Peut-être que ce genre de films, pour rester subjectif et parfois subversif, doit se passer de subventions publiques pour n’avoir que peu de comptes à rendre et ainsi pouvoir exploiter au maximum les thématiques abordées.
Malheureusement, la question financière et celle de la diffusion ne sont pas les seuls facteurs de la non-réussite du cinéma de genre en France.
La plupart du temps ces films, malgré une intention de départ plutôt louable, sont simplement pas à la hauteur de leurs ambitions. On pense à Night Fare de Julien Seri, qui, partant d’un postulat de départ intéressant, un remake de Duel de Steven Spielberg dans un Paris glauque, se perd complètement dans son propos en cherchant à justifier et légitimer chacun des actes de son tueur en série d’une manière grossière et sans aucun sens par rapport à l’intention de départ. On se souviendra également du dernier tiers de À l’intérieur qui n’a aucun rapport avec le reste du film rendant la thématique initiale caduque.

Toutes ces raisons font que le cinéma de genre français a encore du mal à trouver son public. Sans compter que la plupart des réalisateurs cités ci-dessus sont presque tous partis outre-atlantique, cédant ainsi aux sirènes hollywoodiennes. La France, et la Belgique par extension, ne comptent donc pas ou peu de réalisateurs spécialisés dans le cinéma de genre, le parc se rénovant régulièrement. Mais certains d’entre eux reviennent, de temps en temps comme Christophe Gans, qui, après avoir réalisé l’adaptation live de Silent Hill pour Hollywood était revenu en France pour un La Belle et la Bête, plutôt mauvais, très inspiré des films de la Hammer et du jeu vidéo Shadow of the Colossus. Ou encore Kim Chapiron, qui après avoir réalisé l’excellent Sheitan, aidé de son collectif Kourtrajmé, était parti tourner Dog Pound, film d’univers carcéral, pour revenir en France avec La Crême de la Crême (sans rencontrer un franc succès).

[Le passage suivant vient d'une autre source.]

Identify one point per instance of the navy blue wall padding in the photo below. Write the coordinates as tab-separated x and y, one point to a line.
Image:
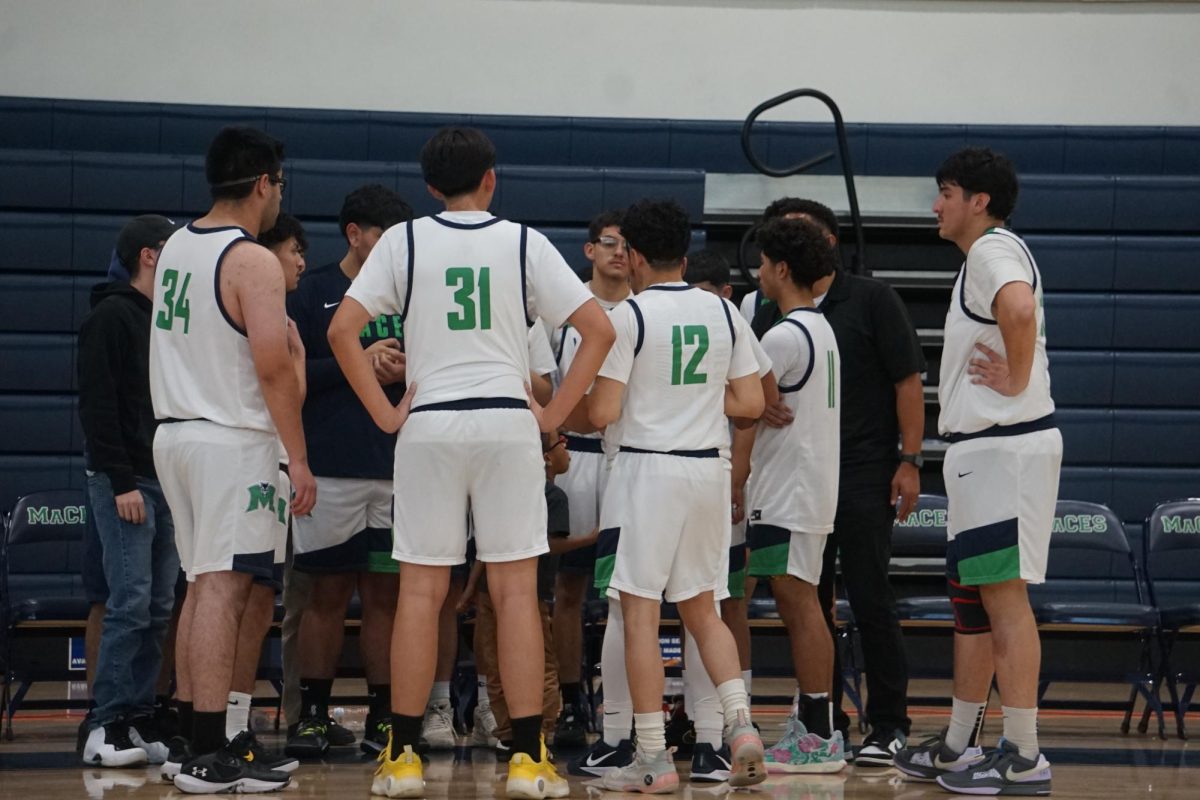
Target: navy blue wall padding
36	304
138	184
1065	203
1127	150
1033	148
1081	322
37	423
1081	378
35	241
107	127
1137	491
624	143
1074	263
318	187
1150	204
1086	435
1157	437
1157	379
1157	323
315	133
909	150
186	130
37	362
1157	264
35	179
622	187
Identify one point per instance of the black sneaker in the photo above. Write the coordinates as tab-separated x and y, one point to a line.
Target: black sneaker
223	771
603	758
880	747
246	747
310	740
179	750
375	737
711	765
569	732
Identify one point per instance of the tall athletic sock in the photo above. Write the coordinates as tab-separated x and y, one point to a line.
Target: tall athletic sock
527	735
618	705
966	720
816	714
733	699
379	701
652	735
441	692
1021	729
237	714
405	731
315	697
209	732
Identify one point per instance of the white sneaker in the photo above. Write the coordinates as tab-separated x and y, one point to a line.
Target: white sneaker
483	733
437	729
109	746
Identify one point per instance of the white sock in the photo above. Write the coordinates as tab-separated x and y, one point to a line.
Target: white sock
483	702
706	707
966	719
733	699
1021	729
652	735
237	714
618	705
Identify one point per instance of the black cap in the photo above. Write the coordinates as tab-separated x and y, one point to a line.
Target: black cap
147	230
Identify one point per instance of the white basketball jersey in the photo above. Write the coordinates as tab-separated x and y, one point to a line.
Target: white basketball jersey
995	259
676	349
468	287
793	470
201	367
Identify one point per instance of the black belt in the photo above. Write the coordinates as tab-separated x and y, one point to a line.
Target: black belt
474	404
1042	423
582	444
712	452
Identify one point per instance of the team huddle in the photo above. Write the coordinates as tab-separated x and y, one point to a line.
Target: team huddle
454	391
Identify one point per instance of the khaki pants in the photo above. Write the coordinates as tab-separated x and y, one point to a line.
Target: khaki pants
487	663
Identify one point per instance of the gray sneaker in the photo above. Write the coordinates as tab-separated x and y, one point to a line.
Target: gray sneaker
745	751
1005	771
648	774
930	758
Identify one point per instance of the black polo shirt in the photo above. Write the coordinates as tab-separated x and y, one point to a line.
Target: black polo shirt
879	349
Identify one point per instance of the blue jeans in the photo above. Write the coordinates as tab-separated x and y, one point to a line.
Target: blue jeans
141	565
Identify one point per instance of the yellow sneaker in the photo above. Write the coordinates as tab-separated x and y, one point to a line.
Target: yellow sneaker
532	780
400	777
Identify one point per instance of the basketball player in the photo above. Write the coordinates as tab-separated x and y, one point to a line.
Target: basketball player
682	361
793	488
1001	479
468	286
225	388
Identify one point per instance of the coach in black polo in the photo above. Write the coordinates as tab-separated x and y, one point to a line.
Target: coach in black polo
882	404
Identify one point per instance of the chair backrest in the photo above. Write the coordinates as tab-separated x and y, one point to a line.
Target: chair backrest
922	534
1171	547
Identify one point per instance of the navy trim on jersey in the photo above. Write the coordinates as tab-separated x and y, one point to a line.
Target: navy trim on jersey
465	226
711	452
474	404
582	444
1015	429
641	325
412	260
813	358
216	277
525	287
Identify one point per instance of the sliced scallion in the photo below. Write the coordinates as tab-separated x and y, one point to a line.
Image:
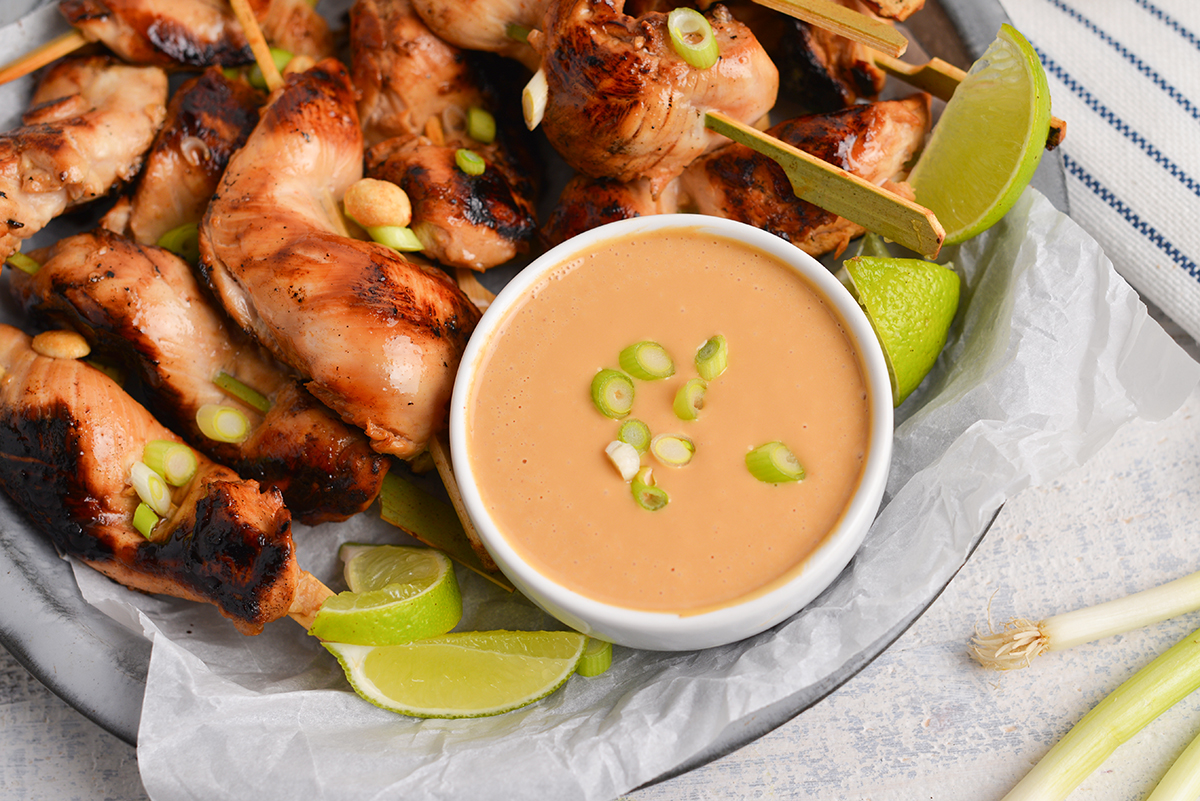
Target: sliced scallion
647	495
247	395
480	125
647	360
612	392
397	238
713	357
597	657
173	461
23	263
672	450
774	463
693	37
144	519
150	487
222	423
624	457
184	241
469	162
690	398
636	433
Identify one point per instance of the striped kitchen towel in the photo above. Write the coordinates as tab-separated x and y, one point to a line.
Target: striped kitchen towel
1126	77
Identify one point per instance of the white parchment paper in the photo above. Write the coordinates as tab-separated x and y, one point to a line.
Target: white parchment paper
1050	354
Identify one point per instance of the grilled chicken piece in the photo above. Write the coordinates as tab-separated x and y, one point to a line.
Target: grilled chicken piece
485	24
69	437
208	119
143	306
378	337
463	221
90	125
197	32
588	203
874	142
823	71
405	74
623	104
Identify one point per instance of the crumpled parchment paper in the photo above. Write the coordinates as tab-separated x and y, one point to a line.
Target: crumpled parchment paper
1050	354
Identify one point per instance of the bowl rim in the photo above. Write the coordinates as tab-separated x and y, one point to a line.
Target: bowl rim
761	609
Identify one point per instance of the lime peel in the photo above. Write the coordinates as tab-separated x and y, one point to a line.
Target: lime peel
989	140
397	594
463	674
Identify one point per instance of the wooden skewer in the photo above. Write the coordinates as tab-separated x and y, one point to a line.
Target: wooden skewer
309	596
840	192
940	79
439	449
258	44
845	22
40	56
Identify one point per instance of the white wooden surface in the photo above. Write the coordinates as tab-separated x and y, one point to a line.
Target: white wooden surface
921	722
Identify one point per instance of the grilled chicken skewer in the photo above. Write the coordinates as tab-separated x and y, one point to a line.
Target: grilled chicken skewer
87	132
208	119
197	32
69	438
377	337
622	103
143	306
874	142
415	95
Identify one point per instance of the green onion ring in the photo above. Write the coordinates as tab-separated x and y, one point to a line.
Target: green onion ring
774	463
612	392
693	37
647	361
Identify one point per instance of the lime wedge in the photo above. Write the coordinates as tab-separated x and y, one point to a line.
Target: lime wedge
465	674
911	303
989	140
397	594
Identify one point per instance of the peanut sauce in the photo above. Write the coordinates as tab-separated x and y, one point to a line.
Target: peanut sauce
537	441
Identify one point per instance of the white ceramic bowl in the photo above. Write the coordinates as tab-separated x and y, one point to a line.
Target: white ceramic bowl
664	631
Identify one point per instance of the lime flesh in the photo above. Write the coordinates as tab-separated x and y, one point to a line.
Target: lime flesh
988	142
911	305
397	594
465	674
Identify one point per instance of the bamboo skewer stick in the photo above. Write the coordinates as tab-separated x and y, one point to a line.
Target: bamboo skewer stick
258	44
840	192
42	55
845	22
439	449
940	79
480	295
306	602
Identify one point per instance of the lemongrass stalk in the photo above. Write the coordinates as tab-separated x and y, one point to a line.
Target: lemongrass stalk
1021	639
1181	782
1122	714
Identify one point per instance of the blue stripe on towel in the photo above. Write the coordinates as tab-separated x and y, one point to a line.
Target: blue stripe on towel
1141	66
1128	132
1131	216
1170	23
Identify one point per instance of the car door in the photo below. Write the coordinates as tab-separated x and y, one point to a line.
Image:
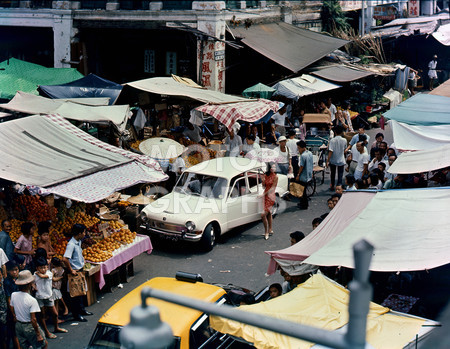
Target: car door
242	203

L’avenir du cinéma de genre en France n’est donc pas tout rose et l’on attendra de voir ce que réserve le futur pour les réalisateurs spécialisés dans le cinéma de genre. Peut-être que l'avènement et la popularisation des systèmes de financements participatifs et des plateformes de streamings à abonnements tels que Netflix ou Amazon Prime, pousseront les producteurs à financer plus de ce type de cinéma pour qu’ils puissent enfin s’affranchir de la toute puissance du réseau de distribution et des financements publics et ainsi satisfaire les nombreux fans du genre tout en laissant les artistes français frustrés exprimer pleinement leur art.